Accuracy is probably pretty good. The difference between 0.33" and 0.32" is pretty much in the noise range. Most if not all of this rain fell yesterday and in the evening, but the gauges sat out in the fog all night before they were read. If the wedge gauge collects less fog than the official gauge, it might read slightly less just for that reason, for example.
Anyway, some paint would sure help this one.
The Old Yellow gauge:
This is the 19 year old gauge we've been using all along. It's nice and simple, but as you can see it's a bit hard to read.
If you remember your chemistry class, though, you read the bottom of the meniscus, so that (when held vertically) is about 0.3" of rain.
The embossing is easier to read on this one than on the wedge, but still no paint.
And don't plan on reading this to anything more accurate than 0.05". Even that is a guess in most cases, since even the slightest tilt of your hand will move the meniscus around a fair bit.
The weather.com gauge:
This gauge has a strange combination of things that make me wonder about it.
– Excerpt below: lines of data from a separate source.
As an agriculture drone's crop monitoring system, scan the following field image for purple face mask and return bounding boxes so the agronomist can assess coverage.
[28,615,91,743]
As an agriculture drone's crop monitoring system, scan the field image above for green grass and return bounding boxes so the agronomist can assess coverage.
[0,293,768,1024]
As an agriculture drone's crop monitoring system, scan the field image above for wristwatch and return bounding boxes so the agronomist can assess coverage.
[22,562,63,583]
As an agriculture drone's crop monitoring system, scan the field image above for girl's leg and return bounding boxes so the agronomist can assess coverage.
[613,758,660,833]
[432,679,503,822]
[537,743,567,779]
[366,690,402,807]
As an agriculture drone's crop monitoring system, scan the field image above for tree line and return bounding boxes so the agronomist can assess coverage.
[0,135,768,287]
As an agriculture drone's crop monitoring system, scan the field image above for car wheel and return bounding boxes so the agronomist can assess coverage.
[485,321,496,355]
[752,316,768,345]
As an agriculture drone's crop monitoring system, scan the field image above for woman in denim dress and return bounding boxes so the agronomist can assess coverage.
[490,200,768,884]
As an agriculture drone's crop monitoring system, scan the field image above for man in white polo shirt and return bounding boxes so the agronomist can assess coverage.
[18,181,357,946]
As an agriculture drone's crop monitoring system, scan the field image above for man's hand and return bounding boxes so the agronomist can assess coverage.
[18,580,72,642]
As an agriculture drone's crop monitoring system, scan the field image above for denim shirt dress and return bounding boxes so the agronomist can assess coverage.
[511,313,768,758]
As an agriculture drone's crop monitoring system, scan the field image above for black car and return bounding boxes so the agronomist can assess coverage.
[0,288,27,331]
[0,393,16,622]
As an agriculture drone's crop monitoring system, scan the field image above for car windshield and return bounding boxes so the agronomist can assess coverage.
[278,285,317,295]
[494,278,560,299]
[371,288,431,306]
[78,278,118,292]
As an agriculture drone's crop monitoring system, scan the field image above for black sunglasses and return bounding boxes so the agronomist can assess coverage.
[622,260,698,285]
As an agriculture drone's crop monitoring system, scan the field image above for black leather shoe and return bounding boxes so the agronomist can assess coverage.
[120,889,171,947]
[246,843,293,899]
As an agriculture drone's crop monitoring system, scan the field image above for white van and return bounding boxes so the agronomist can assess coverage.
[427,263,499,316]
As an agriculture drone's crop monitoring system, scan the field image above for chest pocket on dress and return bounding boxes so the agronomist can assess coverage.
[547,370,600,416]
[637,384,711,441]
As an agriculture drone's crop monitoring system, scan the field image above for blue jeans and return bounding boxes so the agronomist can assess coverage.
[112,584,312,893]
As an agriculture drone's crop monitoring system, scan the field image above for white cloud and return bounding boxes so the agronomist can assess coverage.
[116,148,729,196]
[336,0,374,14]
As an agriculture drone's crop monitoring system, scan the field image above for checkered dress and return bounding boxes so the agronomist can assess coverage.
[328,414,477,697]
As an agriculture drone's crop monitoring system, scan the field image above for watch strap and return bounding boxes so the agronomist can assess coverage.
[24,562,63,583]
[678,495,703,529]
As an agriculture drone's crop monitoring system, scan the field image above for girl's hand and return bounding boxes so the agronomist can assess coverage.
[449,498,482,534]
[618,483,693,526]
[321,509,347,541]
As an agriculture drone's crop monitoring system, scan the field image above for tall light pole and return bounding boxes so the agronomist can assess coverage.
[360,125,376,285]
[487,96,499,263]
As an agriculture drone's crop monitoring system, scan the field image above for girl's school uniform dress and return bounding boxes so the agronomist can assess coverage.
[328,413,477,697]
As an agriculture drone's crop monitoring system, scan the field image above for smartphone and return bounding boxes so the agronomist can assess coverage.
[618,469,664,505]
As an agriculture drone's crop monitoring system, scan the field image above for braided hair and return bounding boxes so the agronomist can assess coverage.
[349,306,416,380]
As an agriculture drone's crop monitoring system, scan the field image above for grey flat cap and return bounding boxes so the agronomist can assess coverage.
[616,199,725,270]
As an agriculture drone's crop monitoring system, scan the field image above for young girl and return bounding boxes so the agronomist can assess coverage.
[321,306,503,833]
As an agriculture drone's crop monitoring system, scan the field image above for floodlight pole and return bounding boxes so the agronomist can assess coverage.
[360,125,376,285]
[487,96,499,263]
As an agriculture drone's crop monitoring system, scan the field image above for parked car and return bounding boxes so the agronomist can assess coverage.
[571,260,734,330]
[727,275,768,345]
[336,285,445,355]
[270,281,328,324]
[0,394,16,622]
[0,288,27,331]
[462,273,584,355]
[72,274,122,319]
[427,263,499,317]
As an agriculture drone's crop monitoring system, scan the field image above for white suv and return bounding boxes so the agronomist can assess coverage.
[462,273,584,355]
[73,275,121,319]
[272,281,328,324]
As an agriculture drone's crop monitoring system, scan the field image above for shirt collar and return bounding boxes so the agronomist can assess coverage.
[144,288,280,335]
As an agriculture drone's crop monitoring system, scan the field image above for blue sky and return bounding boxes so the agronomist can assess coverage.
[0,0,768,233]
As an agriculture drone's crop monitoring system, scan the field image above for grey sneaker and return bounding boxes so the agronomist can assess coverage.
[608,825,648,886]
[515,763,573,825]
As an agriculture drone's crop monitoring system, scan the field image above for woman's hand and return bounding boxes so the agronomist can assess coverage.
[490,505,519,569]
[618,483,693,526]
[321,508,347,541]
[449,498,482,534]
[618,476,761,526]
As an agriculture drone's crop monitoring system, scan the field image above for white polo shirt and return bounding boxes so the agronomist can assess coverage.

The large numbers on the front (1, 2, etc) are painted and embossed, but useless for anything except to remember which inch you're "in" when reading the thing.
The lines on the sides are painted only - not embossed - which means that they will flake off and the gauge will be unreadable as soon as the sun does it in.
When held vertically - which I am not quite doing in the picture - the meniscus was right at 0.3". Like the yellow gauge, though, reading anything other than 0.05" increments isn't going to happen.
In all I am not sure why weather.com put their name on this thing. I suspect a season or two and it will be unreadable, and I wonder about its accuracy. Determining that will require a storm that gives us 3 or 4 inches of rain, so the linearity of the scale and the accuracy of the painted lines can be compared with the official and wedge gauges.
The butterfly gauge:
This is the last - and least accurate - gauge. Though it is hard to tell from the image that tube is held just about vertically, and yes it really claims we got 0.8" of rain, where the others all said 0.3" - 0.33".
Like the weather.com gauge, the marks on the tube are only painted on, not embossed. That, however, is because the tube is made of glass, not plastic. Kind hard to emboss glass like this on the cheap.
The paint will, no doubt, come off with enough UV exposure, so it would probably be useless in a couple of seasons, even it it wasn't wildly inaccurate, which makes it effectively useless now.
But why is it inaccurate? Simple... look at the top of the tube, which is what it is hung from in that brass holder:
See that lip? Much of the rain that lands on it runs into the gauge, but the scale is calibrated only for the inner diameter of the tube. The net result is that the gauge collects a lot more water than it should given the scale, and the numbers are way off.
And since that lip is curved, I suspect wind has interesting affects too. If there is no wind as the rain falls it is possible that more of the water that hits the lip winds up in the tube. if there is wind, though, some may blow off the lip and result in a different - though still inaccurate - reading. This is speculation on my part, but so far this gauge doesn't consistently read as a multiple of any other gauge, so there is something odd going on.
Anyway, good rain gauges have a knife-like edge at the top to clearly define the collection area, not a hazy, rounded boundary like this one.
I will keep this gauge in the set and collecting data from it though I know it is useless for real record keeping. It is actually kind of fun to see just how far off it can be. More than 2X in this rain, obviously, but the range of differences is fascinating to a nerd like me.
There you have it... some information on the various gauges so far. Interesting to me, at least. Hopefully you too.